Enfin, les nombreuses demandes de renseignements, les approbations et les encouragements qui me sont venus de toutes parts me prouvent que cette expérience était latente dans l’esprit de pas mal de collègues qui sont heureux aujourd’hui d’en essayer la réalisation. Au mois d’octobre prochain, six écoles au moins (françaises, belges, suisses) travailleront avec l’imprimerie. L’échange sera fort intéressant. Il le serait davantage encore si quelques collègues se joignaient à nous pour développer en tous sens cette expérience.
Le prix de la presse est modique : les dernières livraisons ont coûté 315 francs (presse absolument prête à fonctionner). Cette dépense peut être faite par la mairie ou par une coopérative scolaire, étant donné surtout l’emploi possible de la presse pour le tirage d’imprimés courants : circulaires, en-têtes de lettres, etc.
Après la première dépense d’achat de la presse, les seuls frais sont : encres, 10fr. env. ; papier, 50 fr. env. ; refonte des caractères usés en fin d’année, 40 fr. env. ; soit une centaine de francs par an.
On économise ainsi au moins deux livres à 4 francs, soit 8 francs par élève et 240 francs pour une classe de trente élèves.
Je ne veux pourtant pas dire que l’emploi de la presse soit une économie, mais je puis assurer qu’elle ne modifie sensiblement pas le budget de la classe.

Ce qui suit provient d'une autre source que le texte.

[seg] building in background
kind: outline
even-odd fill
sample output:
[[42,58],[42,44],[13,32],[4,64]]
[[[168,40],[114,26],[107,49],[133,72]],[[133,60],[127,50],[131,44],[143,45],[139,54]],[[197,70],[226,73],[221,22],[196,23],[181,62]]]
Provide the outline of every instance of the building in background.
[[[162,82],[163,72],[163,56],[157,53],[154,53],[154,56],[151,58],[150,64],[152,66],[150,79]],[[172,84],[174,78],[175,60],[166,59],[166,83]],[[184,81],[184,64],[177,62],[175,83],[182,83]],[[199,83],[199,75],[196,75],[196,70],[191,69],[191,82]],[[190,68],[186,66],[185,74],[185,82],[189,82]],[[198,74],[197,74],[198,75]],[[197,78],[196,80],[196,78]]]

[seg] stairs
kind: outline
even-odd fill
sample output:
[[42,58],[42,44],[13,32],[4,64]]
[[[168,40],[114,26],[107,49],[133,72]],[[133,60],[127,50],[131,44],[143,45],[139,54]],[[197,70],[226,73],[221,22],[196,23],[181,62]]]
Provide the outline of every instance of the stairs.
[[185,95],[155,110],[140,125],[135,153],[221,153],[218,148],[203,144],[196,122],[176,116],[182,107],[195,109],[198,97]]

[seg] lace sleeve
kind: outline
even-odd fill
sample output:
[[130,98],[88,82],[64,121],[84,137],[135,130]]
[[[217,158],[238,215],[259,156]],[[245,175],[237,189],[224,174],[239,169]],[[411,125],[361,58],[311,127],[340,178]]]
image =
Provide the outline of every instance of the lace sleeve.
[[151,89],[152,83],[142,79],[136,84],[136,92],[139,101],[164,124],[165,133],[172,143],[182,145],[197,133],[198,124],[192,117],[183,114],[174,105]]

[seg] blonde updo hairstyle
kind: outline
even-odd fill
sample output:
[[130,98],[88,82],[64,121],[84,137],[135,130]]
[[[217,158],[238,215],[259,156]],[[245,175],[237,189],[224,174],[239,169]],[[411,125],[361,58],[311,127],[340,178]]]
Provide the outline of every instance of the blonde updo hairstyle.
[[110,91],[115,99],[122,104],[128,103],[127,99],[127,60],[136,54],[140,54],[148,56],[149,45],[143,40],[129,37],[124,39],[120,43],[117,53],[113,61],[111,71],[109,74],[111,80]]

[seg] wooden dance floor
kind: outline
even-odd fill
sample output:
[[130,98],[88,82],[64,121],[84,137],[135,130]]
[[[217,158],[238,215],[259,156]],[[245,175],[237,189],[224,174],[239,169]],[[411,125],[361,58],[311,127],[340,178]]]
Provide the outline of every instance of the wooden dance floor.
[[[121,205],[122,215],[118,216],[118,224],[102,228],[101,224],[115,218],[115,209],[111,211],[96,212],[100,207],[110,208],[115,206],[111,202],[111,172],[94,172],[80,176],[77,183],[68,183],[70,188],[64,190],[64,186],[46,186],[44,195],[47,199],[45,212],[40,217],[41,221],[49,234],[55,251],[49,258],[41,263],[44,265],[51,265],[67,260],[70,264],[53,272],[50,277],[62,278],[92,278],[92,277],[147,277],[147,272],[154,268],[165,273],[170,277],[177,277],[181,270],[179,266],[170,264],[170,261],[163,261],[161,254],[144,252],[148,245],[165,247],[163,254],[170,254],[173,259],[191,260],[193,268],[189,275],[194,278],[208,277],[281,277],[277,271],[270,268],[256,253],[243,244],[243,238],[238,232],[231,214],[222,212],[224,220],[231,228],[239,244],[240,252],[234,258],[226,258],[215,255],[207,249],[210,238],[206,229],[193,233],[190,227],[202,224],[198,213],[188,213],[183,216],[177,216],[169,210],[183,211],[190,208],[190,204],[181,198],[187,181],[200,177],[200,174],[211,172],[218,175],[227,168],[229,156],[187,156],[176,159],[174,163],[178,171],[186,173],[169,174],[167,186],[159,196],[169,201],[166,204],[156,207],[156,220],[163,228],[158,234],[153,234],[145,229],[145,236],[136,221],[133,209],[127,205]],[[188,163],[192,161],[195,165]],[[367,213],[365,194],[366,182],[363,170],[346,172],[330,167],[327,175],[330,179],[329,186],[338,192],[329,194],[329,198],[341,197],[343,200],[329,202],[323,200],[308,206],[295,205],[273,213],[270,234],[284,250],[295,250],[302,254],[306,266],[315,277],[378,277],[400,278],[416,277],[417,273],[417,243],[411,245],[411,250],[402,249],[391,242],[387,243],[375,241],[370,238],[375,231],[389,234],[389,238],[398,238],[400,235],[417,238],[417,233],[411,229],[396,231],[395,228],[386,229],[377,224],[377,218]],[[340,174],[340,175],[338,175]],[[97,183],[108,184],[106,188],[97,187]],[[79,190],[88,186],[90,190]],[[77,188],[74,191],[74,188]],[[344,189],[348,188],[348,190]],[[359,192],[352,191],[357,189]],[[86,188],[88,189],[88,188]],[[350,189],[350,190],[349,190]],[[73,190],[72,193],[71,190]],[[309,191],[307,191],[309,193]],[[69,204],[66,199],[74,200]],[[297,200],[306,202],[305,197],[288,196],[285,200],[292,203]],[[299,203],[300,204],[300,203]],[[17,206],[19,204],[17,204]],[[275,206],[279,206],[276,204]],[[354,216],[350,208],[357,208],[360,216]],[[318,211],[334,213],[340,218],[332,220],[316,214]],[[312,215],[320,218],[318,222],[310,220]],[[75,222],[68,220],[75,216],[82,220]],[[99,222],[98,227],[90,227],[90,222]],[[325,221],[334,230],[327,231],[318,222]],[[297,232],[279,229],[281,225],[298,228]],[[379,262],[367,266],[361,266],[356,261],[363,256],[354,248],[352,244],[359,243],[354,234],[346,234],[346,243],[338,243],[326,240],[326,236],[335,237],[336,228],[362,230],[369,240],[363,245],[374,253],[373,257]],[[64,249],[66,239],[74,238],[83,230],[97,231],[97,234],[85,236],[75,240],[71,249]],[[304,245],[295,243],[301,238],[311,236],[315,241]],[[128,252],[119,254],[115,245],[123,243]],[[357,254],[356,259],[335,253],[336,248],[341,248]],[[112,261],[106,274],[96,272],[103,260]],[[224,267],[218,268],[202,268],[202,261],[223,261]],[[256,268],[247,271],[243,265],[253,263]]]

C. Freinet

Pour tous renseignements complémentaires, écrire à C. Freinet, Bar-sur-Loup (Alpes-Maritimes)

Note : Ce bilan d’expérience et cet appel marquent le début d’une aventure collective qui aboutira progressivement, mais rapidement au mouvement de L’Imprimerie à l’Ecole, d’où naîtra, deux ans après, la Coopérative de l’Enseignement Laïc et, trente ans plus tard, l’Institut Coopératif de l’Ecole Moderne.